Thank you. May my gift of breath, offered back in exhale, be worthy of Your gift of life, lived fully in this my today.
I will continue to struggle with a brother and other relatives who supported our current national leadership. I will continue to struggle with the cruelty and meanness towards each other we’re seeing on TV every day. And I will continue to struggle with unjust treatment of people because of where they’re from, what they look like or whom they love.
But I will also give thanks for these struggles – because they force me to look deep into my own heart, my own soul. It forces me to articulate who I am, who I want to be as a Unitarian Universalist and as a minister. These struggles allow me to see who I do not want to be, what I will not support.
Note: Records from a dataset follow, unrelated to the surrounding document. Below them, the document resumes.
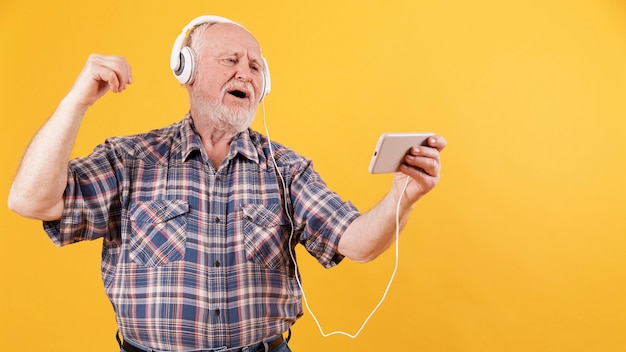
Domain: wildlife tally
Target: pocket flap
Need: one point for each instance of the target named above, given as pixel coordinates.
(156, 211)
(263, 215)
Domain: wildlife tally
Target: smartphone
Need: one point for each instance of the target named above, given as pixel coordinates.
(392, 148)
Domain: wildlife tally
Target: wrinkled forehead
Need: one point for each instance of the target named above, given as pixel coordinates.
(230, 38)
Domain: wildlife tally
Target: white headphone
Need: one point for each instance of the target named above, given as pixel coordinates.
(182, 58)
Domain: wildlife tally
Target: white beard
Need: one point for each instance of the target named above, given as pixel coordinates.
(233, 120)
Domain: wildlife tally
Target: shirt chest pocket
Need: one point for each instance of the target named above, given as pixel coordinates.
(158, 232)
(266, 235)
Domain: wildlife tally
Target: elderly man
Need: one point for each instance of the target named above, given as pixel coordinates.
(199, 219)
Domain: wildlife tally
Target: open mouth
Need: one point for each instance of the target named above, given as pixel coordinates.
(238, 93)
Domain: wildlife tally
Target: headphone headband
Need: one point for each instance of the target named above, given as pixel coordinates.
(182, 58)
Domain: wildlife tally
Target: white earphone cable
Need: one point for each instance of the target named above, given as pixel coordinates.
(304, 297)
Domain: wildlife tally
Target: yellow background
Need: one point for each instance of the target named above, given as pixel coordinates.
(522, 245)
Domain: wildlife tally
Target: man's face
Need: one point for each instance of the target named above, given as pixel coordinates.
(229, 80)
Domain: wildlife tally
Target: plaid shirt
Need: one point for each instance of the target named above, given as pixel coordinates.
(193, 257)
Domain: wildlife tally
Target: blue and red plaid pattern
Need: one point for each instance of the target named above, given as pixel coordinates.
(197, 257)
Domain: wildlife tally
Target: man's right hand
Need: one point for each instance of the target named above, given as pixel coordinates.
(38, 187)
(100, 74)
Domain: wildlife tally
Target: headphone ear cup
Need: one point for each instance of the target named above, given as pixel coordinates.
(184, 73)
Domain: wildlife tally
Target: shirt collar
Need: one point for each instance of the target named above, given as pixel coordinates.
(191, 143)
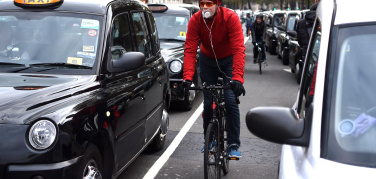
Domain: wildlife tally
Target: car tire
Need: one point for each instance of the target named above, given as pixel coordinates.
(272, 47)
(187, 103)
(292, 70)
(91, 163)
(285, 57)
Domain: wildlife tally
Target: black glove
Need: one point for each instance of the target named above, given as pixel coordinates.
(237, 87)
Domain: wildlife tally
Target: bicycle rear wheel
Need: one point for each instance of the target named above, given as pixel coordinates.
(212, 166)
(225, 160)
(260, 62)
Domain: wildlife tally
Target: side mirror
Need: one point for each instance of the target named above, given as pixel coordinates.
(280, 125)
(128, 61)
(292, 33)
(281, 27)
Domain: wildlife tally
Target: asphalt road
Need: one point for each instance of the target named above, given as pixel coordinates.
(275, 87)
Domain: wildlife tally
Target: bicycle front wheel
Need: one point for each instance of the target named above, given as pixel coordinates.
(212, 152)
(260, 62)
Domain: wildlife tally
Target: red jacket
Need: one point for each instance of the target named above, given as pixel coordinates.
(227, 36)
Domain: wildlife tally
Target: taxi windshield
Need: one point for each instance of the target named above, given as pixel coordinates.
(278, 20)
(47, 42)
(291, 23)
(352, 129)
(171, 26)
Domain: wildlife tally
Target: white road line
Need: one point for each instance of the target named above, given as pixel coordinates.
(153, 171)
And I am grateful for that insight.
So as you’re sitting around the table with those you love, and perhaps those you’re not sure you love, remember why we do this. Remember why we celebrate this holiday. Be mindful of what this meant and continues to mean to our indigenous neighbors. Give thanks for your family, your friends, this community. Hold your ancestors close and your memories even closer – even if it’s your mother, in her bathrobe and slippers at the kitchen sink. These are what makes this holiday so special.
I’ll end this morning with The Stubborn Gifts of Breath and Life
by Maureen Killoran:
It felt like being on the moon, walking on Mount St. Helens. Just a few years previous, that mountain had blown her top,
destroying human and animal life, flattening vegetation and
buildings for miles and sharing its ash with the world. As we
stepped from our car, we felt that ash drift like talcum around
our ankles, rise in the air, enter with our breath. Other than
occasional blacked memories of trees, all was grey, grey as far you could see.
Silence seized us for the longest time as we stood there, two
irrelevant humans and this huge, mutilated world. Only
gradually did our eyes slow and our hearts focus. Only gradually did we begin to see what was really before us.
How had we overlooked the fireweed, that perennial volunteer, its brilliant buds proclaiming, “Hey, world, we’re back!” What blocked us from celebrating the eager insect conversations around us? It was right there before us, and we nearly walked away. Overwhelmed by the devastation, we almost missed the tiny pond, its surface literally dancing with more tadpoles than I had ever seen.
We do this, you see – we ensnare ourselves with the magnitude of what the poet called the mutilated world. We get busy, and troubled, and frightened, and then, incongruously, it’s time for Thanksgiving. I, at least, need this season to remind myself to be grateful for intermittent beauty and the stubborn gifts of breath and life. I—maybe you too?—need this season, even if just quietly to say, “praise be.”